Depending on the circumstance or song, William Roberts II thinks he’s Rick Ross, Big Meech, Larry Hoover or MC Hammer. The rotund 36-year old rapper also claims that he’s not a star – arguably his most brazen delusion of the bunch. After all, empirical evidence exists to the contrary, with 5,000-plus fans cramming into Los Angeles’ Nokia Theatre on Friday night to chant "Rozay" and mimic the Miamian’s trademark "Huhh" grunt.
Since transcending his short-lived 2009 feud with 50 Cent, Ross has become rap’s most popular artist outside of the Watch the Throne duo and the Young Money millionaires. Credit his ability to parlay a Stay Puft Marshmallow Man-sized persona (and build), gruff but nimble baritone and absurdist boasting into a 24-hour bacchanalia of Bugattis, Maybachs, Louis Vuitton luggage and lavish crustacean-filled feasts.

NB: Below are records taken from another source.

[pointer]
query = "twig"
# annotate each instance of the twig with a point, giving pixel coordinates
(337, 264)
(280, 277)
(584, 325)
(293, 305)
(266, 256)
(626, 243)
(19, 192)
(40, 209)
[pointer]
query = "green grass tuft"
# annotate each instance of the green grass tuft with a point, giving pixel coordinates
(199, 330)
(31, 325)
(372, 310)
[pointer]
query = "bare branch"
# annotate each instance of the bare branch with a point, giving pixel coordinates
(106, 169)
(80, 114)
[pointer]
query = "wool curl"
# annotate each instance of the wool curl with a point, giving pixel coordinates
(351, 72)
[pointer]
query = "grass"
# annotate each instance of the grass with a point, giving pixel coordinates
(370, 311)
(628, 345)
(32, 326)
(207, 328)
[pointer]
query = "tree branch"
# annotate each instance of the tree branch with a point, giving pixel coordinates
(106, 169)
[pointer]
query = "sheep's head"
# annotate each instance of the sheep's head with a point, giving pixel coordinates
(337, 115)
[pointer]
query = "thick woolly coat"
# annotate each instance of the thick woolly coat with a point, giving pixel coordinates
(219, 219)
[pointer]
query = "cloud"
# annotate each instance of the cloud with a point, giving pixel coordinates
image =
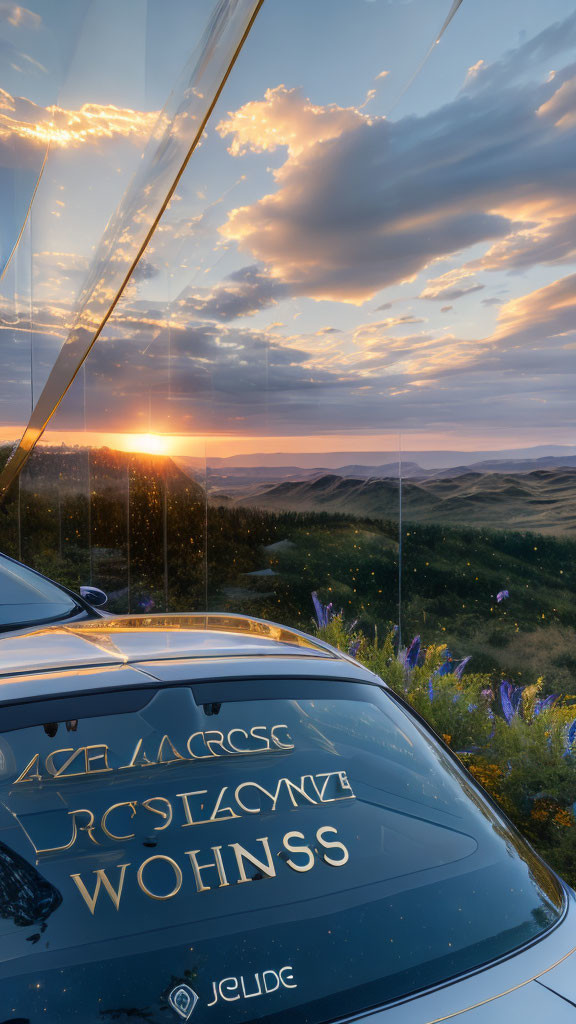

Meet the Bawse, the bizarro Springsteen, who identifies with the common man through his singular strain of South Beach surrealism. On "9 Piece," he boomed about selling dope on his iPhone. On "Aston Martin Music," he visualized a world of automatic weapons, sweet wine, and luxury goods only accessible to the 0.01 %. His gift is to make those aspirational ideals accessible; he is the avuncular villain inviting his fans to be "rich forever" and to "have a night they’ll remember for the rest of their lives."
A Rick Ross show in 2012 is part P.T. Barnum, part Biggie Smalls, part Scarface as directed by Brett Ratner. Clad in a USC letterman jacket, black jeans and Louis Vuitton sunglasses, the Bon Iver-bearded and barrel-chested rapper ran through an hour-long litany of his greatest hits amassed over the last six years. The bell-ringing braggadocio of "BMF" allowed even the most strait-laced squares to temporarily identify with the Black Mafia Life crime ring, while "Hustlin" had the first four rows so rowdy that you would have thought Ross had stage-dived.
Yet Ross leaves the rollicking live presence for the hip-house crowd. He barely moves onstage and his banter is minimal. In between songs and smoke breaks, he sticks to a few catch phrases: hooting out "Let’s blow some money," "Rozay!" and "Maybach Music" like a pull-string talking doll.
So white-hot is Ross’ star that he’s the rare rapper able to earn regular airplay amidst the R&B and pop-heavy numbers that dominate the top 40. His songs are slow-moving haymakers equipped with the power of a late-period George Foreman punch. And in a subtle nod to his current ubiquity, he opened with "Holy Ghost," a track released on last week’s free mixtape, Rich Forever. A less confident artist might have opted for something more battle-tested, but Rawse is the anomalous artist capable of turning every verse into an event. Accordingly, his acolytes had memorized every word. Even if the audience has never spoken to the Holy Ghost in their Bugattis, these lean times allow everyone to empathize with Rozay’s claim that "being broke is the root of all evil."
Whereas Ross’ star was Betelgeuse-big enough to command his set with minor assistance, opener Busta Rhymes opted for aid in passing the Courvoisier. During his 40-minute set, the veteran New Yorker enlisted Chris Brown for "Look Me At Me Now," Snoop Dogg for "Drop It Like It’s Hot," and Swizz Beatz for "It’s Me Bitches."
Rapping with supernatural speed, the cameo killer ran through his estimable catalogue: "Whoo-Ha (Got You All In Check)," "Put Your Hands Where My Eyes Can See," and his guest verses on "Scenario" and the "Ante Up Remix." In any other scenario, he would have stolen the show. But so centripetal is Ross’ pull and so strong is his gravity that he consumes all the oxygen in the room. After all, what other rapper could get more than 5,000 people to hang with the “Bawse” after the workweek is over?